Objectively seen, the qualitative behavior of most of the peptides was also imperfect.

Fig. 18: Simulated time courses for an important subset of the species in the model. The expected activation patters can be shown with the model.

Especially appealing is the influence of scaffolding by Ste5 as well as the assembly of Ste20, Ste50, Ste11 and Pbs2 via the activation of Sho1. Both mechanisms insulate efficiently as was observed in previous research. For parametrization, see Appendix A, Tab. 4 and 5.

Consecutive activation patterns The mechanisms that have been identified so far for the functionality of both pheromone and HOG signaling are to a large extend consecutive activations in chains of signaling. There exists an interesting overlap between species and transient as well as longterm feedbacks factor into the system as well. Despite those non-linearities, the chain of activation will (until a certain point) follow an order of activation. In the face of the phospho-proteomic data, a reexamination of this has been suggested. Our modeling approach has shown as well that the behavior of most of the detected phosphosites does not follow the picture painted by scientific studies until now.

And while the data exhibits unfortunate gaps, that would (if filled) presumably show exactly the anticipated consecutive activation pattern, it also suggests that possibly more mechanisms facilitate such a chain. This could be phospho-rylations (or the missing thereof) that unlock certain conformation changes and subsequently allow further activations in the cascade. Yet as to what these mechanisms are, it will be inevitable to go into molecular details that are not in the scope of a modeling approach.
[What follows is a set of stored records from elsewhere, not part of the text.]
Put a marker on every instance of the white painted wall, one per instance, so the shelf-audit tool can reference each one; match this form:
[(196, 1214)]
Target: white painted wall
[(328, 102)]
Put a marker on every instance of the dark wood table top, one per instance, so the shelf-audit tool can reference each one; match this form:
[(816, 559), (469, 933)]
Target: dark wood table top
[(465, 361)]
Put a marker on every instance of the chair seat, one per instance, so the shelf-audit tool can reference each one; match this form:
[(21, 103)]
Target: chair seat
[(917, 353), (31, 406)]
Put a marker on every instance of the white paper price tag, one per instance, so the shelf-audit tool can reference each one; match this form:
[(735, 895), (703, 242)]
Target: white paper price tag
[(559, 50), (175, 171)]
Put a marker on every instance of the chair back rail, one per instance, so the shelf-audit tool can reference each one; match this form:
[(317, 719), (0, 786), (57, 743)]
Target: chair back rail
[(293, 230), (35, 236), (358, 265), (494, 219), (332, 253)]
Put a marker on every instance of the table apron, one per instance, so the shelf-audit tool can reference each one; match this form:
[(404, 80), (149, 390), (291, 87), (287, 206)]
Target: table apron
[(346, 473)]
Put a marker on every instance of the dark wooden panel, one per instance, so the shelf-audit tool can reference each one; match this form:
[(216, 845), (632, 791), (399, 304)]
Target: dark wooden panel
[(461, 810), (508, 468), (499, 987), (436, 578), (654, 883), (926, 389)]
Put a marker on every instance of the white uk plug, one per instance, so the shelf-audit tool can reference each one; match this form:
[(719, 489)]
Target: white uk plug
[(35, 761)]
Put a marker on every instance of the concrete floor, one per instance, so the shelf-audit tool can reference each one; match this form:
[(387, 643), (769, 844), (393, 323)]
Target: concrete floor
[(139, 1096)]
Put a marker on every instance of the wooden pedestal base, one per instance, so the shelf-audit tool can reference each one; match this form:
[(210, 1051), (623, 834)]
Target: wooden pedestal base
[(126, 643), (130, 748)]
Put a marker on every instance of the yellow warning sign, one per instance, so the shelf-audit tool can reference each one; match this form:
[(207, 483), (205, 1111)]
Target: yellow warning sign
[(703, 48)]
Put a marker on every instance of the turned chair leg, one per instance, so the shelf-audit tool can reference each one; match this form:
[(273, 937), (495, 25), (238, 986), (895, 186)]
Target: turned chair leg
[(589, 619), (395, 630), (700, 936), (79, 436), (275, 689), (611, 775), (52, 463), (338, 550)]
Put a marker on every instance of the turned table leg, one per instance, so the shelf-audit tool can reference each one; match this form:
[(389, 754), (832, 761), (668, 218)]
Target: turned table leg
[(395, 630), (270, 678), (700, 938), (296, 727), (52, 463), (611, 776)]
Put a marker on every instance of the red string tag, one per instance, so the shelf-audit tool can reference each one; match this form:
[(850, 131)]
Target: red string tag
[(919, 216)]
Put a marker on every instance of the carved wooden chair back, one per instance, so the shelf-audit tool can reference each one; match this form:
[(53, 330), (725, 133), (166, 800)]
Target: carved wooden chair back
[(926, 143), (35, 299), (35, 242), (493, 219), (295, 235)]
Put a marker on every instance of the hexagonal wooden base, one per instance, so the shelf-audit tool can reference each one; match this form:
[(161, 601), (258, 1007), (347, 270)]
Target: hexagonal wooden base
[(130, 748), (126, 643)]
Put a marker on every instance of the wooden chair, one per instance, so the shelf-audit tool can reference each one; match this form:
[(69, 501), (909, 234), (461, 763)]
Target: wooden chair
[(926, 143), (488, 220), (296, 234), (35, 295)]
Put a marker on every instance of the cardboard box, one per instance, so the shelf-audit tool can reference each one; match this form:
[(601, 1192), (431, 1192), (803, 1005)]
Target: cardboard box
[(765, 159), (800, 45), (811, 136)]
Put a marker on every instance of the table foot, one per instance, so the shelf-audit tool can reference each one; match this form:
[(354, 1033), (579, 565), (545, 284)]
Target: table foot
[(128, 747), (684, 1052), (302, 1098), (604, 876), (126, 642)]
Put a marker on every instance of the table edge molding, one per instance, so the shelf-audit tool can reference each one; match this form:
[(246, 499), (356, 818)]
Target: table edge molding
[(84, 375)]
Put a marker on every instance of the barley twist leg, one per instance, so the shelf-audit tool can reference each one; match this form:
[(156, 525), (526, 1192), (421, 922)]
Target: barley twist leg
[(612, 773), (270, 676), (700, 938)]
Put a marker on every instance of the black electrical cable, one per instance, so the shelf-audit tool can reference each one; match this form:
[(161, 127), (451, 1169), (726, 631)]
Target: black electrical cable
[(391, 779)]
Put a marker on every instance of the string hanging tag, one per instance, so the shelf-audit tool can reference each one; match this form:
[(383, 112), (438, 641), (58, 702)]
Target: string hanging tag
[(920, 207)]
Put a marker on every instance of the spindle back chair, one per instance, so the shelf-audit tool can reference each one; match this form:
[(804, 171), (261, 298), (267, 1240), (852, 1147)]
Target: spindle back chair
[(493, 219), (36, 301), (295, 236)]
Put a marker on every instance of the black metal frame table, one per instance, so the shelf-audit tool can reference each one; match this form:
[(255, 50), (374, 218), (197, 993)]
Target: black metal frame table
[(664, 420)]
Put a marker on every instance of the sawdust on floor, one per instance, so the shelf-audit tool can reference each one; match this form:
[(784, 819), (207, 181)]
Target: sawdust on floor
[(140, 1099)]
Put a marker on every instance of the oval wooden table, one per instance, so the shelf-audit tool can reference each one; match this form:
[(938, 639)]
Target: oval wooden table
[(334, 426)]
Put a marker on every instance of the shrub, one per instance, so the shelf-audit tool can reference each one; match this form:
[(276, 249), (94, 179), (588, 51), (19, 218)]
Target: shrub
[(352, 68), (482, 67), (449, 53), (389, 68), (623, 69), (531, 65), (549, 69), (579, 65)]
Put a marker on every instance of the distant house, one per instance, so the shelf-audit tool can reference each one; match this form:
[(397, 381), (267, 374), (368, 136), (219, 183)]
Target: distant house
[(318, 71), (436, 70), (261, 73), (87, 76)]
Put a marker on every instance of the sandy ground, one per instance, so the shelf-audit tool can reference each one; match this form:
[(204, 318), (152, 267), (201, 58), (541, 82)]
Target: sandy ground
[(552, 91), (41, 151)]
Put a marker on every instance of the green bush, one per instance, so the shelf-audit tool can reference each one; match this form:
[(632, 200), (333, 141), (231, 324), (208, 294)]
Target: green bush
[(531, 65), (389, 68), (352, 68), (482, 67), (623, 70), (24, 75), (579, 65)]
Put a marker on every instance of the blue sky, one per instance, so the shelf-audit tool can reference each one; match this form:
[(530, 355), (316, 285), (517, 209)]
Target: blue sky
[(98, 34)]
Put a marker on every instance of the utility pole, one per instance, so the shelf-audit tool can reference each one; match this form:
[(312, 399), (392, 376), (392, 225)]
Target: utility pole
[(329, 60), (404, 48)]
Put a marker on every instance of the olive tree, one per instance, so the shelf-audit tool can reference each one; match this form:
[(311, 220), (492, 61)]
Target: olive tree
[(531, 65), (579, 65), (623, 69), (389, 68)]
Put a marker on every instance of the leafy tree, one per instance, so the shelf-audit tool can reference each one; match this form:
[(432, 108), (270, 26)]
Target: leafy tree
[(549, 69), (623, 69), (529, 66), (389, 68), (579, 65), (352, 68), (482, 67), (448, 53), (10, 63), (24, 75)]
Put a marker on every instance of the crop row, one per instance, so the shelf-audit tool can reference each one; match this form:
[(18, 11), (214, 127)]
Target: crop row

Since the significance of the detected phosphosites has not been shown and the observed patterns could merely be by-standing phosphorylations that occur more or less without any consequences, it is vital to follow up this research in order to understand the nature of these patterns. The data provides a critical starting point for that, yet so far is limited in unveiling mechanistic regulations by itself. The model contained in the publication (Vagaet al., 2014, Fig.8) validates proposed mechanisms to a certain degree, yet we believe that more detailed experimental research on single phosphopeptides is necessary to substantiate proofs for their significance and functional mechanisms. The data by Vaga et.al. can thus be primarily viewed as a comprehensive, although non-specific basis for further investigations.